3. ORIENTAÇÕES PRÁTICAS PARA A CEIA DO SENHOR
Algumas igrejas deixam de dar a Ceia do Senhor o valor devido. Como nos dias dos crentes de Corinto, testemunhamos uma banalização dessa ordenança. É preciso ter cuidado, pois por causa disso existem muitos fracos e doentes, e até alguns que dormem. Uma igreja genuinamente evangélica celebra a Ceia observando os seguintes princípios: 1) que a Ceia é uma ordenança do Senhor (24,25); 2) que se trata de um memorial divino (v. 24,25); 3) que anuncia, profeticamente, a vinda do Senhor (v. 26); 4) que deve ser precedida de um autoexame a fim de identificar a real motivação da celebração (I Co. 11.25); 5) para tanto, o cristão precisa discernir o valor espiritual da celebração da ceia (v. 29); 6) deva ser um momento de gratidão a Deus em reconhecimento pelo seu gracioso amor em Cristo (v. 24); 7) deve ser restrita aos discípulos de Cristo (Lc. 22.14); 8) trata-se de um momento de profunda devoção e solene louvor ao Senhor (Mt. 26.30). No ato da celebração da ceia os cristãos têm a oportunidade de refletir a respeito do significado da mensagem da cruz de Cristo. Não somos merecedores de participar desse evento, conforme lembrou Calvino, graças a Cristo nos tornamos dignos de nos aproximar da mesa. Não são nossas credenciais morais que nos fazem aptos para celebrar a ceia. Os coríntios pecavam na celebração porque não “discerniam” o corpo e o sangue do Senhor. Isso não apoia a doutrina da transubstanciação (os elementos se transformam no corpo e sangue de Cristo), muito menos da consubstanciação (os elementos unem-se às moléculas da carne e do sangue de Cristo), antes reforça a natureza simbólica (emblemática), e memorial dessa celebração. É importante ressaltar que existem muitos que tomam o pão e o cálice indevidamente, sem saber o que estão fazendo.

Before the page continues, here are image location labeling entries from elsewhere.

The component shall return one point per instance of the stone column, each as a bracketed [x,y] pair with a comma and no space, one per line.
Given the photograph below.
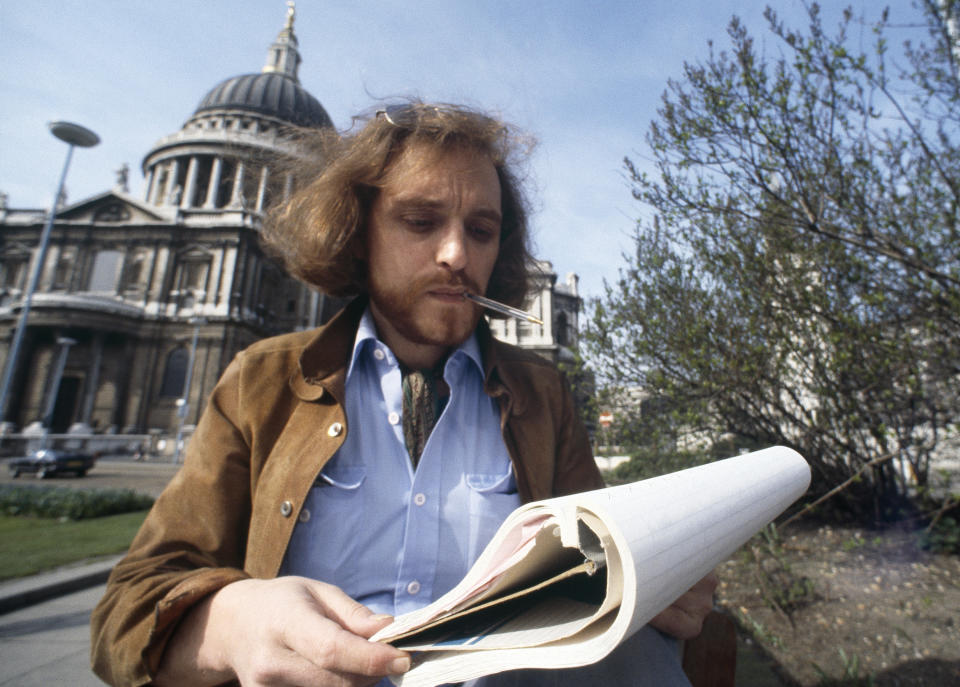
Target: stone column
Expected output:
[190,184]
[214,187]
[262,191]
[236,198]
[173,171]
[93,379]
[148,194]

Esses estão lançando Cristo ao vitupério, crucificando novamente Aquele que morreu pelos pecadores.  Durante a Ceia temos também a oportunidade de nos identificarmos com todos os cristãos, de todos os tempos e épocas. Com eles, assumimos que fomos redimidos pelo mesmo sangue, que foi derramado na mesma cruz, e pelo mesmo Cristo.  

CONCLUSÃO
Se atentarmos para I Co. 11.25,26, concluiremos que a celebração da Ceia do Senhor aponta tanto para o passado quanto para o presente e o futuro. Em relação ao passado, ela é um memorial da morte de Cristo na cruz do Calvário, para redimir os pecados dos crentes. No presente, é um ato de renovação da comunhão com Cristo, bem com os demais membros do Corpo (I Co. 10.16,17). Quanto ao futuro, anuncia o dia da manifestação do Senhor quando estaremos com Ele em corpos glorificados (Mt. 8.11; 22.1-14).

BIBLIOGRAFIA
MARSSHALL, I. H. Luke: historian and theologian. Downers Grove: IVP, 1998.
SANTOS, R. R. dos. A Santa Ceia. Rio de Janeiro: CPAD, 2004.